Indeed, the woman likes nothing better than to go through the dowry offerings and silverware in the vain hope that someone (anyone) will have the breeding to have used and subsequently donated the spoons to the convent. One can smell the floor polish and the linens soaking at this point..I know that smell.

The story is so beautifully written that it usually brings the tears, its about friendship, about sisters and their intimacy. The cold rinsing of the chamois gloves and the memories that this action provokes are absolutely pure, unadulterated and magnificent Lavin.

It’s small mourning for womanhood, childhood, and friendship writ on a monumental scale and hence the title of this small piece.
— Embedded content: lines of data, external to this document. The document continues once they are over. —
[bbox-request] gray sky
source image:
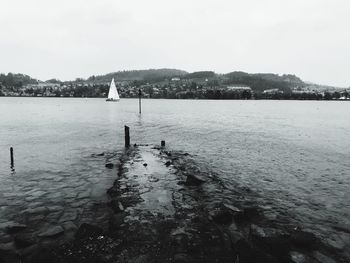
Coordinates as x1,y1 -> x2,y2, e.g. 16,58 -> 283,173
0,0 -> 350,86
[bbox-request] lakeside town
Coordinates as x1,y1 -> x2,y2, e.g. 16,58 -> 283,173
0,69 -> 350,100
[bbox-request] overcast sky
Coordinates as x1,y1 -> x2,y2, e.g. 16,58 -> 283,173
0,0 -> 350,86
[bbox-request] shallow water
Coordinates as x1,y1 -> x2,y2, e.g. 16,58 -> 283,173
0,98 -> 350,249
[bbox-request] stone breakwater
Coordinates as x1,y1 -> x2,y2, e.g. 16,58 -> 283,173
0,146 -> 349,263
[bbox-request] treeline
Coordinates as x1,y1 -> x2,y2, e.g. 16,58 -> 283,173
0,73 -> 38,88
254,91 -> 350,100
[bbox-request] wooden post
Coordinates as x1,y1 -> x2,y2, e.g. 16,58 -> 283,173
124,125 -> 130,147
10,147 -> 15,168
139,89 -> 141,114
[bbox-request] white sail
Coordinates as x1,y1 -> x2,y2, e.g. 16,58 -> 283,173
107,78 -> 120,101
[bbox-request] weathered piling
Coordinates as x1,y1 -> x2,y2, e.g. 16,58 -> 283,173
139,89 -> 141,114
10,147 -> 15,168
124,125 -> 130,147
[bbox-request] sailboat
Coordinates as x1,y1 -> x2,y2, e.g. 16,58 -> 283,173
106,78 -> 120,101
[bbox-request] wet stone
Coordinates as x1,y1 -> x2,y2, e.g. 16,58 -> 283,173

Women took with them to the marriage bed, the convent and the islands: trunks. Within these trunks were linens, ribbons, laces, negligees, inserts, recycled wedding gowns and the mending box. A lifetime of wear could be had from the trunk; and of course engagements would be long to ensure that the trousseau was adequately completed. Cos they married Island men, their Religious Christ or the future husband in much the same manner as is delineated in Lorca Plays. The trunks, the plate and the trinkets have always intrigued me, largely because of my feminism and the idea of Ownership.

A woman would walk into a marriage (often the marriage was arranged) with her tinpotchattels and linens, and from this trunk would emerge the christening robes and winding sheets that would cover her family until her death. She would give up her name too

I am going to excerpt a small section of The Chamois Gloves in the comments section. It’s awful to romanticise the social customs of the past when one realises the things that were hidden by the idea of marriage including high Infant mortality rates and the usual human gamut of domestic battles/triumphs and disasters.